John: Poe was oblivious sometimes: I won’t understand your motives. I won’t understand your plans. I won’t understand how you did it, just like Dupin in the detective stories. Poe says I can trace the clues and figure out exactly how you did it. Therefore, you didn’t outsmart me just like the criminals don’t outsmart Dupin. God does not outsmart Poe.
Lisa: As you say in the book, Poe is all about puzzles and games and puns and allusions. To read Poe in a scholarly way is to have a whole bunch of reference materials around you.
John: You have to be following behind him taking notes in order to figure out what he’s talking about and to figure out when he’s playing a game and what you should take straight.
Lisa: There’s a way in which his trickery made people really angry, not only people in his time but the people who end up codifying what American literature is in the early 20th century. The question that’s often asked is why is Poe left out. Why did we erase the history of the American literary bestseller? Because it was mainly women’s fiction. By disregarding popular authors, it’s trying to codify itself as transcendent. There’s a real seriousness about art and Poe is actually a very serious artist for all of his trickery. What he wants more than anything is respect.

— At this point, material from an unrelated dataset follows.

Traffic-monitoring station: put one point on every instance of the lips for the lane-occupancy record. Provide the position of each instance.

John: That’s true. I think that combination of real seriousness—like here are my principles of criticism and literary evaluation, which are connected to the seriousness of the modern scientific revolution. There are huge new discoveries being made. And he speaks that language. He speaks with that authority of scientific certainty. That’s a big part of what I wanted to show. He makes his claim to literary acuity as he speaks like a scientist. He’s definitely serious about it, but he then makes use of that seriousness in popular literature and then invents these new genres, right? Which are hard. You don’t know how to make sense of them. There’s no name for science fiction.
There’s no name for detective fiction yet. He invents new genres. It’s always about selling, about getting a readership and attracting readers who don’t appreciate the formal qualities of the work. The thing that I think drove American critics nuts about Poe was not only that he sold much more than the authors that they venerated as proper literature. But then he had this huge following among the people who were looked at as real authorities for literary taste in Europe. This is modern literature because it’s experimental, because it’s psychologically acute, because it’s not afraid of frightening subjects. It’s not afraid of the perversity of the human mind. It’s not afraid of the unconscious. It puts it all right there on the page. And in that lurid myth, in those shocking images, that’s where the field of experimentation for future literature lives. Americans took a very long time to get with that.